Headline

Undang-Undang Cipta Kerja dituding sebagai biang keladi. Kini juga diperparah Peraturan Menteri Perdagangan No 8 Tahun 2024 yang merelaksasi impor.

Soal LHKPN, Kepatuhan Anggota DPR Rendah

Putri Rosmalia Octaviyani
28/3/2019 12:30
Soal LHKPN, Kepatuhan Anggota DPR Rendah
Ketua DPR Bambang Soesatyo menyampaikan sambutan pada acara "DPR Taat Lapor Pajak" di Kompleks Parlemen, Senayan, Jakarta.(ANTARA FOTO/Dhemas Reviyanto)

KALANGAN aktivis menyebut banyaknya yang menyerahkan laporan harta kekayaan penyelenggara negara (LHKPN) sebagai bukti rendahnya kesadaran anggota DPR dalam mengontrol nafsu korupsi.

Padahal, menurut aktivis Forum Masyarakat Peduli Parlemen Indonesia (Formappi) Lucius Karus, seharusnya pelaporan LHKPN merupakan pengingat dan gerakan bagi anggota DPR agar terhindar dari korupsi.

"Soal rendahnya kesadaran itu terverifikasi dengan masih terjadinya OTT anggota DPR karena melakukan korupsi dan suap," ujarnya di Jakarta, kemarin.

Hal tersebut dikatakannya menanggapi pernyataan Wakil Ketua DPR, Fadli Zon, yang meminta Komisi Pemberantasan Korupsi (KPK) memaklumi masih banyaknya anggota DPR yang belum melapor LHKPN.

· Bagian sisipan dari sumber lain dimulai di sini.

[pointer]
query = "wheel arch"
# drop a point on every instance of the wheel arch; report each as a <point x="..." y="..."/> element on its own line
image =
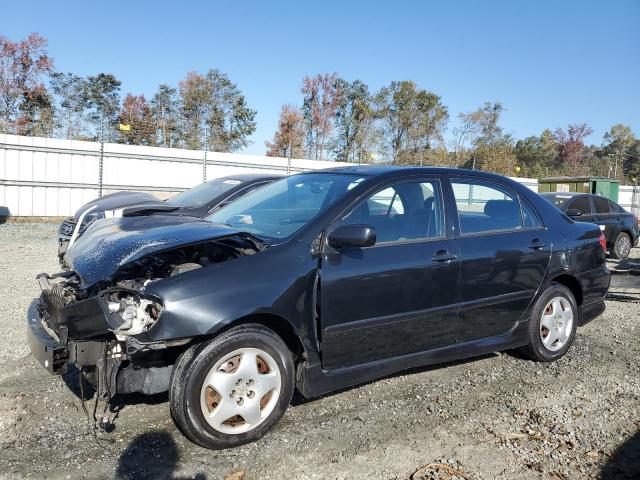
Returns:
<point x="277" y="324"/>
<point x="572" y="283"/>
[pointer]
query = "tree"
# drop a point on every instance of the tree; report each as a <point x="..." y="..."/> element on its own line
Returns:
<point x="618" y="142"/>
<point x="136" y="113"/>
<point x="166" y="110"/>
<point x="288" y="141"/>
<point x="36" y="113"/>
<point x="478" y="127"/>
<point x="71" y="92"/>
<point x="232" y="122"/>
<point x="537" y="155"/>
<point x="410" y="119"/>
<point x="354" y="121"/>
<point x="319" y="108"/>
<point x="497" y="157"/>
<point x="632" y="163"/>
<point x="103" y="100"/>
<point x="571" y="144"/>
<point x="22" y="64"/>
<point x="215" y="105"/>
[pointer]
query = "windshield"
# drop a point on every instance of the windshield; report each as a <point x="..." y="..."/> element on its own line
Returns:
<point x="283" y="207"/>
<point x="203" y="193"/>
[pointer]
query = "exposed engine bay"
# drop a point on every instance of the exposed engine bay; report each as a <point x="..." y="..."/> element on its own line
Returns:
<point x="95" y="327"/>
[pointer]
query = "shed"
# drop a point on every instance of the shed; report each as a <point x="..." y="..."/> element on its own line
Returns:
<point x="603" y="186"/>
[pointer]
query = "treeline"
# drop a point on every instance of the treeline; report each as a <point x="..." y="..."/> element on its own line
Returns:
<point x="202" y="110"/>
<point x="403" y="124"/>
<point x="336" y="119"/>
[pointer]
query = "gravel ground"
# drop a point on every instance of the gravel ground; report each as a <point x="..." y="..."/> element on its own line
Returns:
<point x="499" y="416"/>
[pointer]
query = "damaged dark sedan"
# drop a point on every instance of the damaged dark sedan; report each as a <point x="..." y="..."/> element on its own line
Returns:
<point x="318" y="281"/>
<point x="199" y="201"/>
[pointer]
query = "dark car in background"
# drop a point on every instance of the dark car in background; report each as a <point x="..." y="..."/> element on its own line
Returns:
<point x="318" y="281"/>
<point x="198" y="201"/>
<point x="620" y="227"/>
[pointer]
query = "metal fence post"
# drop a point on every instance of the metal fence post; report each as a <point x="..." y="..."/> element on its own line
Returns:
<point x="101" y="158"/>
<point x="204" y="160"/>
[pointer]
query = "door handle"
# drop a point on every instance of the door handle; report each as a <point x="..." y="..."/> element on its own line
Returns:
<point x="443" y="256"/>
<point x="537" y="244"/>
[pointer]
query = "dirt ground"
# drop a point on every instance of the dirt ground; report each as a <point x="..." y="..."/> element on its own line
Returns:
<point x="499" y="416"/>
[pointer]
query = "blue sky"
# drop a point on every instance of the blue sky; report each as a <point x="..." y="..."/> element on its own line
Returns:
<point x="550" y="63"/>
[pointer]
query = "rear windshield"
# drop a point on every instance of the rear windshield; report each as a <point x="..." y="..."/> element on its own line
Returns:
<point x="204" y="193"/>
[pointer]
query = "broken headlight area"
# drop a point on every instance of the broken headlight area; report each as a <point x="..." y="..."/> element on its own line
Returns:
<point x="130" y="313"/>
<point x="100" y="328"/>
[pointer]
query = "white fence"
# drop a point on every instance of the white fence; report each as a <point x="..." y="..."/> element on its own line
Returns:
<point x="53" y="177"/>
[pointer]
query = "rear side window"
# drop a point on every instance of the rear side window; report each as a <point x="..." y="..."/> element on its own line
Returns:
<point x="530" y="218"/>
<point x="486" y="207"/>
<point x="601" y="204"/>
<point x="582" y="204"/>
<point x="407" y="210"/>
<point x="615" y="208"/>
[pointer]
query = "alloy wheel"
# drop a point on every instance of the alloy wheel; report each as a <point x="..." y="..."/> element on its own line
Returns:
<point x="556" y="324"/>
<point x="240" y="391"/>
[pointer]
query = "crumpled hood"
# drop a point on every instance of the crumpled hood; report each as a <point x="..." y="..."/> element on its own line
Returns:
<point x="111" y="243"/>
<point x="117" y="200"/>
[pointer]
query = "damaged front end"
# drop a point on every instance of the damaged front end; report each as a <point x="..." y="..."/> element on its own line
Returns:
<point x="102" y="328"/>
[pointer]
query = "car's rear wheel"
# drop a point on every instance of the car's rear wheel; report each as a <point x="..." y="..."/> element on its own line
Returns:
<point x="622" y="246"/>
<point x="553" y="324"/>
<point x="231" y="390"/>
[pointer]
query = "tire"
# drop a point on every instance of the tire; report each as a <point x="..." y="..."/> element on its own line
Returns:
<point x="262" y="398"/>
<point x="622" y="246"/>
<point x="556" y="308"/>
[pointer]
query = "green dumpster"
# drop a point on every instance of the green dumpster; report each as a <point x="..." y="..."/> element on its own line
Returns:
<point x="603" y="186"/>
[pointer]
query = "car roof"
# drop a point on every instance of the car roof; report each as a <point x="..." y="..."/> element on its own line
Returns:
<point x="397" y="171"/>
<point x="567" y="194"/>
<point x="250" y="177"/>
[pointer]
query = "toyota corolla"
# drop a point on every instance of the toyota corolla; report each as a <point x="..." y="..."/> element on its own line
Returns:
<point x="318" y="281"/>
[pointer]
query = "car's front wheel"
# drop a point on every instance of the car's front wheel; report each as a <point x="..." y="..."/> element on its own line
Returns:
<point x="231" y="390"/>
<point x="553" y="324"/>
<point x="622" y="246"/>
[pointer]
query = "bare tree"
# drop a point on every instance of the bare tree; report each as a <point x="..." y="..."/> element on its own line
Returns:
<point x="22" y="64"/>
<point x="571" y="144"/>
<point x="321" y="97"/>
<point x="288" y="141"/>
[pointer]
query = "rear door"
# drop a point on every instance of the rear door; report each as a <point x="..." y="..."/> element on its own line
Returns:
<point x="398" y="296"/>
<point x="505" y="251"/>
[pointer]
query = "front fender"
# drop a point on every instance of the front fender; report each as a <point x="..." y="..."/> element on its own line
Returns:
<point x="204" y="301"/>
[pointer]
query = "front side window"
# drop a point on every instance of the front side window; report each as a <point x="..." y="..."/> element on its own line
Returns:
<point x="601" y="204"/>
<point x="615" y="208"/>
<point x="203" y="193"/>
<point x="281" y="208"/>
<point x="485" y="207"/>
<point x="581" y="204"/>
<point x="400" y="212"/>
<point x="530" y="218"/>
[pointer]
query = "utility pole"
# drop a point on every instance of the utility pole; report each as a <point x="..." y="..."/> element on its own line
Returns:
<point x="101" y="157"/>
<point x="204" y="160"/>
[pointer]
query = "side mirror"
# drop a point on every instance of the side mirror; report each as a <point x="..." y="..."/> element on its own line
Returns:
<point x="352" y="236"/>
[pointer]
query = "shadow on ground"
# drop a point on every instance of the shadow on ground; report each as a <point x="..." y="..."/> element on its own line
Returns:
<point x="152" y="455"/>
<point x="625" y="461"/>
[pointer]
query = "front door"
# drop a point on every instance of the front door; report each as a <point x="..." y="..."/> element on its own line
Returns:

"LHKPN itu yang kami tahu waktu diawal dulu adalah diawal masa jabatan dan di akhir masa jabatan. Kita bukan pegawai negeri, kita nih politisi yang siklusnya itu lima tahunan, jadi beda," ujar Fadli.

Ia mengatakan saat ini banyak anggota DPR kembali maju di Pemilu Legislatif 2019 sehingga sibuk beraktivitas di daerah pemilihan masing-masing. Lucius menyebutkan keheranannya kesibukan pemilu dijadikan alasan untuk memaklumi lalainya anggota DPR dalam mematuhi aturan pelaporan LHKPN.

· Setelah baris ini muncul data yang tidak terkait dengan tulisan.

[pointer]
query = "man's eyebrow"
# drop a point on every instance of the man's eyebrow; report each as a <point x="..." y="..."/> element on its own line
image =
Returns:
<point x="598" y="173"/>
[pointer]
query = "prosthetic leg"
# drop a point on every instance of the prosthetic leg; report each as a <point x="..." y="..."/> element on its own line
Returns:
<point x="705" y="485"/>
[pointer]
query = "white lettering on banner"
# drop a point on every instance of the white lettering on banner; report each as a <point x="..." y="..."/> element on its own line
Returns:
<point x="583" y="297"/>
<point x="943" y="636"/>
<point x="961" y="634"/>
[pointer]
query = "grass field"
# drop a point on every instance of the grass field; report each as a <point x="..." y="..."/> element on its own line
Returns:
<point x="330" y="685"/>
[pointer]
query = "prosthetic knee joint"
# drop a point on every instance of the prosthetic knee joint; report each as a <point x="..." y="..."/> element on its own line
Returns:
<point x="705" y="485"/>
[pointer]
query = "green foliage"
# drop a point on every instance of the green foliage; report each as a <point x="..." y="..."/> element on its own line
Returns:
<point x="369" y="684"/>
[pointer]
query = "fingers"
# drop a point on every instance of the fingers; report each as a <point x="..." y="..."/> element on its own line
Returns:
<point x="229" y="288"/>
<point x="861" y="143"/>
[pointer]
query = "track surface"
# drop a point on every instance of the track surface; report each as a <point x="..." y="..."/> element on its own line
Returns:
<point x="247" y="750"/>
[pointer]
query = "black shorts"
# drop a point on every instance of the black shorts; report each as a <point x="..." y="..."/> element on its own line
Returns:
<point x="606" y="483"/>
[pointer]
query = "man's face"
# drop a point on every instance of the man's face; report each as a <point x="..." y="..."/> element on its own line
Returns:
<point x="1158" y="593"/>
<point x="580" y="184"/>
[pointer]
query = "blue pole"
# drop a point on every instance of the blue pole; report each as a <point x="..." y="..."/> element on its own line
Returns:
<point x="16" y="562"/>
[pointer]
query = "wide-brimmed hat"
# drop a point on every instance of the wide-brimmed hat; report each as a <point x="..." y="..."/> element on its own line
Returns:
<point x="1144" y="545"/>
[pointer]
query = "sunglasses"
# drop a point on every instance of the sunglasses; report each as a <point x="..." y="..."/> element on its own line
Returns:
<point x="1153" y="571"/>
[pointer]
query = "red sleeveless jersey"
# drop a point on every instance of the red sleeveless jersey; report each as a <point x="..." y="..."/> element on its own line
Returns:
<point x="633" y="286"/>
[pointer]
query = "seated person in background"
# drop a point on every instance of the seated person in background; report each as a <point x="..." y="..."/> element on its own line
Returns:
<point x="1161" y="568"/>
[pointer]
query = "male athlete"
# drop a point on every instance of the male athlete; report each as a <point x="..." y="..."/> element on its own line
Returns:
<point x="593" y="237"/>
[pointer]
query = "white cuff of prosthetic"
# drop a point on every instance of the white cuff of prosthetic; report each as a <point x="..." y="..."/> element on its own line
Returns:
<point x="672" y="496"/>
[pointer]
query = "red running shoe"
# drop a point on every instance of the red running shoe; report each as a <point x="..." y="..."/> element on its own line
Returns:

Hal itu seharusnya tidak bisa dijadikan alasan bagi mereka untuk tidak terbuka pada masyarakat yang telah memilihnya di pemilu sebelumnya.

Seharusnya anggota DPR yang kembali maju di Pemilu 2019 bisa melihat LHKPN sebagai sesuatu yang penting. LHKPN harus digunakan sebagai informasi kepada pemilih agar menjadi salah satu referensi dalam menimbang calon legislatif yang akan dipilih.

Justru karena kampanye, LHKPN itu jadi penting untuk dilaporkan, bukannya meminta pemakluman masyarakat atas sedikitnya jumlah anggota DPR yang melaporkan LHKPN," ujarnya.

Hal senada dikatakan aktivis Indonesia Corruption Watch (ICW), Almas Sjafrina.

Apabila dilihat dari sisi kepatuhan, anggota DPR termasuk sangat rendah dalam melapor LHKPN.

ICW menilai itu sebagai bentuk ketidakpatuhan anggota DPR terhadap aturan yang ada.

"Ketika penyelenggara negara, termasuk anggota DPR RI, tidak lapor LHKPN sampai batas waktu yang ditetapkan, menunjukkan bahwa penyelenggara negara tersebut juga tidak patuh terhadap peraturan yang berlaku," ujarnya.

Batas akhir pelaporan LHKPN akan jatuh pada 31 Maret 2019. Hingga saat ini jumlah pelapor berdasarkan data KPK per 25 Maret 2019 baru sebanyak 156.116 orang dari total 335.969 wajib lapor. (Pro/P-4)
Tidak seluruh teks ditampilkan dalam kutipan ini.